Usually, we begin a blog post with a review of last quarter, but our volunteer team couldn’t get a forecast out last quarter. We had several pressing matters between multiple team members, and we apologise. So, we’ll move swiftly on to this quarter’s predictions.

This quarter we are expecting 12972 +/- 1156 new CVEs to be published by NVD. In the following quarter we expect an increase, so prepare for the new year early.

date mean mean_se mean_ci_lower mean_ci_upper
2025-12-31 12972.710121 590.089648 11816.155663 14129.264578
2026-12-31 14032.929276 662.119281 12735.199331 15330.659221

As we all know, the majority of those will be not serious vulnerabilities that are likely to be exploited. Your teams will need to triage these according to your asset registers, asset value, availability of patches, mitigating detections, threat intelligence, and likelihood of exploitation.

2025 Quaterly Vulnerability Forecast

This forecast has changed slightly, and you’ll see we publish multiple prediction intervals where we used to print only one.
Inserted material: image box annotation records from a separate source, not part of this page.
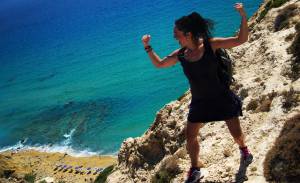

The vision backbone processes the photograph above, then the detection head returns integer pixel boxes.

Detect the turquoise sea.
[0,0,262,155]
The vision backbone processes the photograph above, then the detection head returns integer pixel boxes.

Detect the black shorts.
[188,91,243,123]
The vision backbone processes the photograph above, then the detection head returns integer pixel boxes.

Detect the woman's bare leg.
[186,122,204,167]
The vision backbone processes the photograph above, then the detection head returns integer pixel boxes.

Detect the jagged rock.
[108,0,300,183]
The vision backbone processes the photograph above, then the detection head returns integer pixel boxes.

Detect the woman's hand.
[234,3,246,17]
[142,34,151,46]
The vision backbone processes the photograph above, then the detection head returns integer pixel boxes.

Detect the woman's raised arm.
[142,34,178,68]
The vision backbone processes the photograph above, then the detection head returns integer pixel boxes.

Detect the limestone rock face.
[107,0,300,183]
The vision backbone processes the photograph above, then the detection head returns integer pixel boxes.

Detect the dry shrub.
[246,99,258,111]
[255,98,272,112]
[287,22,300,81]
[256,0,289,22]
[264,113,300,182]
[151,156,181,183]
[274,4,297,31]
[282,88,299,112]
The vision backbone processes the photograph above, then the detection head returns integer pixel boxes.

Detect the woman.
[142,3,253,183]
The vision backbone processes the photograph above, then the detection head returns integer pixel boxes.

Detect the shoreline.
[0,149,117,182]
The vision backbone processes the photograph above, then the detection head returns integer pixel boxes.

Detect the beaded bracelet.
[145,45,152,53]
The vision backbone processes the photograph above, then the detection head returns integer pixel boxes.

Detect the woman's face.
[174,26,188,47]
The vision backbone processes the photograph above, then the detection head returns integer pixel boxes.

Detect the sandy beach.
[0,150,117,183]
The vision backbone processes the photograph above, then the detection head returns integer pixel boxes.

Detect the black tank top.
[177,40,226,99]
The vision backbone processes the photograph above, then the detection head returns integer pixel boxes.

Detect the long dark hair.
[175,12,214,41]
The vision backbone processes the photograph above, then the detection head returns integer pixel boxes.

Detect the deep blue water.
[0,0,262,154]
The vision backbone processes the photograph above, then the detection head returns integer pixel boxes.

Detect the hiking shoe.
[241,153,253,167]
[184,168,202,183]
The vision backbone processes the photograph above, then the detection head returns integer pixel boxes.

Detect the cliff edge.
[107,0,300,183]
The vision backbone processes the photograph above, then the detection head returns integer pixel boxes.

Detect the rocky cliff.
[107,0,300,183]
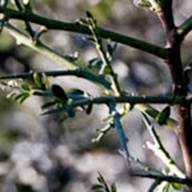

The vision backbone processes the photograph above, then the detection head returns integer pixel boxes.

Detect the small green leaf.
[171,183,182,190]
[33,72,42,88]
[88,58,103,69]
[102,66,111,75]
[86,103,93,115]
[157,105,171,125]
[41,101,55,109]
[51,84,68,101]
[91,184,103,191]
[21,83,31,91]
[111,183,117,192]
[67,109,75,118]
[107,43,117,57]
[162,183,170,192]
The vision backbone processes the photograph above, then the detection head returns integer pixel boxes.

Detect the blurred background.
[0,0,192,192]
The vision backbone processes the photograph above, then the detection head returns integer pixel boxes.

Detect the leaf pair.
[91,172,117,192]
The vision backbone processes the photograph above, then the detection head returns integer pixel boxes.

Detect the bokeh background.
[0,0,192,192]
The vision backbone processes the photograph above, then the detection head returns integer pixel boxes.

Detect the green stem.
[4,24,77,69]
[0,7,168,59]
[177,16,192,39]
[143,114,185,178]
[131,171,192,186]
[0,70,111,89]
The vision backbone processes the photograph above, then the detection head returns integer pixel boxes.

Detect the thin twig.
[130,171,192,186]
[143,114,185,177]
[0,7,168,59]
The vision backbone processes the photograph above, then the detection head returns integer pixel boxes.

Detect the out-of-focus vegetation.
[0,0,192,192]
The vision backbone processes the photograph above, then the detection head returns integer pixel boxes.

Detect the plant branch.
[177,16,192,39]
[130,171,192,186]
[0,7,168,59]
[156,0,192,176]
[39,95,192,115]
[4,23,77,69]
[0,69,111,89]
[143,114,185,177]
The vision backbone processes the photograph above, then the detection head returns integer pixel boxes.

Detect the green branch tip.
[0,7,169,59]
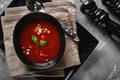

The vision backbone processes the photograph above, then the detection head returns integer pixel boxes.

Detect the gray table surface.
[0,0,120,80]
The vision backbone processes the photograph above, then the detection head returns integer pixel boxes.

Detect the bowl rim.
[13,12,65,70]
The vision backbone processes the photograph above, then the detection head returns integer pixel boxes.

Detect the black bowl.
[13,12,65,70]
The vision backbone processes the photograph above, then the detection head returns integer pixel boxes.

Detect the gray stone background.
[0,0,120,80]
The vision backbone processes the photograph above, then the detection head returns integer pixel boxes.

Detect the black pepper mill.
[80,1,120,43]
[102,0,120,19]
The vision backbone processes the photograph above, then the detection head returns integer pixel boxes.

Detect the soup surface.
[20,20,60,63]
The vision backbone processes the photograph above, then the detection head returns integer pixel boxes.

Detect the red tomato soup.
[20,20,60,63]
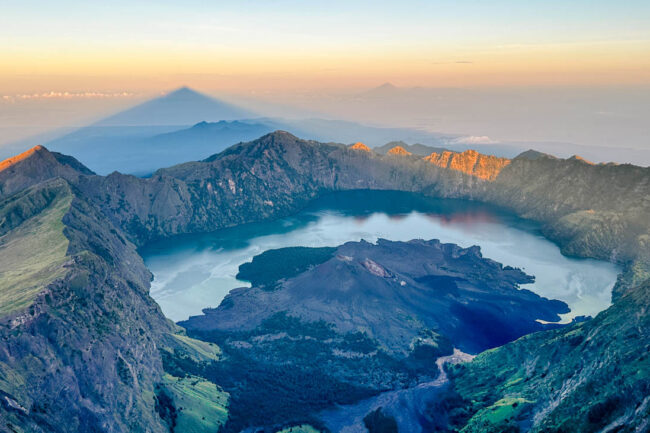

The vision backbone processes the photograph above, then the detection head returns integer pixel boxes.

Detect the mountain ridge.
[0,132,650,431]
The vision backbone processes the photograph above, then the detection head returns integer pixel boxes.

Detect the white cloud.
[2,91,137,102]
[453,135,498,144]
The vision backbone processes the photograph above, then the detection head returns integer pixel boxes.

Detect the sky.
[0,0,650,154]
[0,0,650,94]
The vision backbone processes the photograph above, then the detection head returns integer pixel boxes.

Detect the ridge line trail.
[320,348,475,433]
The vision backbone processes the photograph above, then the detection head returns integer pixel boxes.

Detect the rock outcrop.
[386,146,413,156]
[0,132,650,432]
[350,141,372,152]
[424,150,510,180]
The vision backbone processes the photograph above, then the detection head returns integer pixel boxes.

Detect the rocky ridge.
[0,132,650,431]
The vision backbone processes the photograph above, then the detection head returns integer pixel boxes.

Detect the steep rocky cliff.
[424,150,510,180]
[0,132,650,432]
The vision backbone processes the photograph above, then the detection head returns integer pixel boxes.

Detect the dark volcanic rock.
[181,239,569,353]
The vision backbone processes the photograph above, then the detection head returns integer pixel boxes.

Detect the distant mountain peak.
[95,86,255,126]
[388,146,412,156]
[350,141,371,152]
[515,149,557,161]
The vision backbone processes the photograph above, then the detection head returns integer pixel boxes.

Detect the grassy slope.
[0,181,72,316]
[451,281,650,432]
[163,374,228,433]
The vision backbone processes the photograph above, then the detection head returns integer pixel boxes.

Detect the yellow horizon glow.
[0,40,650,92]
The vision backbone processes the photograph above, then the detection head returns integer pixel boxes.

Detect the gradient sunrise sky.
[0,0,650,94]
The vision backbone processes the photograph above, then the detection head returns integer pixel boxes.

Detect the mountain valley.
[0,131,650,432]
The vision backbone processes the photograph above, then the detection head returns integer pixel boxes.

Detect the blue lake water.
[140,191,619,322]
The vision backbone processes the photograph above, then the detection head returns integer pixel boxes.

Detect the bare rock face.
[387,146,412,156]
[0,131,650,432]
[424,150,510,181]
[350,141,372,152]
[182,239,568,354]
[0,146,93,198]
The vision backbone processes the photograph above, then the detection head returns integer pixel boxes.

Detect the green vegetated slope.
[0,177,72,316]
[440,281,650,432]
[163,374,228,433]
[0,132,650,432]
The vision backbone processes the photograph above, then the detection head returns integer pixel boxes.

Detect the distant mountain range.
[93,87,255,126]
[0,84,628,176]
[0,131,650,433]
[41,88,456,176]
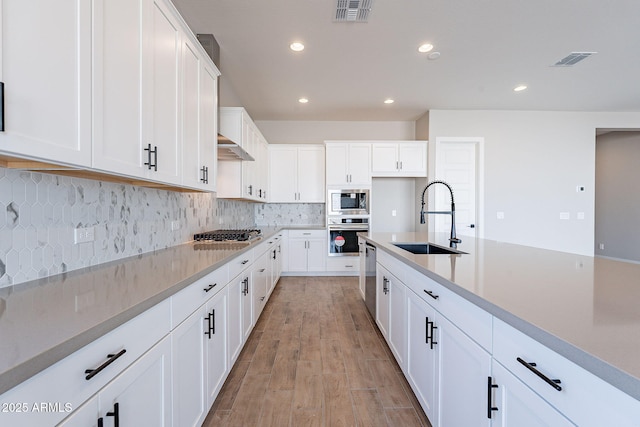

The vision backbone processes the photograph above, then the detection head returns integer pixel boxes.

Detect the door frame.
[433,136,485,238]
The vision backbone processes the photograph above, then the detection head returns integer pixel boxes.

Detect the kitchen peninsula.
[360,232,640,425]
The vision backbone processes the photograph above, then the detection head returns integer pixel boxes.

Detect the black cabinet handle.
[516,357,562,391]
[204,309,216,339]
[426,317,438,350]
[487,377,498,419]
[107,402,120,427]
[204,283,218,292]
[144,144,158,172]
[423,289,440,299]
[200,166,209,184]
[0,82,4,132]
[84,348,127,380]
We hope this helps the reader understand the middle range is more likely, but there is always a 10% chance that the real value falls outside our prediction. Often, that will be higher than we predicted, rather than lower. So wise risk managers can think about resources they can set aside for the 10% chance that we see more than 14129 vulnerabilities this quarter, and if their teams and patch cadences can handle such a scenario.

We held a wonderful conference this year in Cambridge, England, and many useful things were discussed. There are several students, taking up forecasting as an endeavour, and we believe that will help patching teams move decision support left of publication.

One important thing discussed is that volume is not enough, just like temperature is only one part of a weather forecast. We need forecasts to expand into other aspects such as product, vendor, CVSS vector, CWE, and CNA. Ultimately, we need to narrow down these forecasts to how many vulnerabilities are likely to be exploited, and maybe even get to predicting which products and vendors they will be.

In short: If a forecast doesn’t change how you will allocate your resources this quarter, then forecasts still have a long way to go. I personally believe those innovations are underway, and you’ll be seeing them over the next few years. What could we tell you as part of vulnerability management decision support, that would matter to your vulnerability or attack surface management programmes?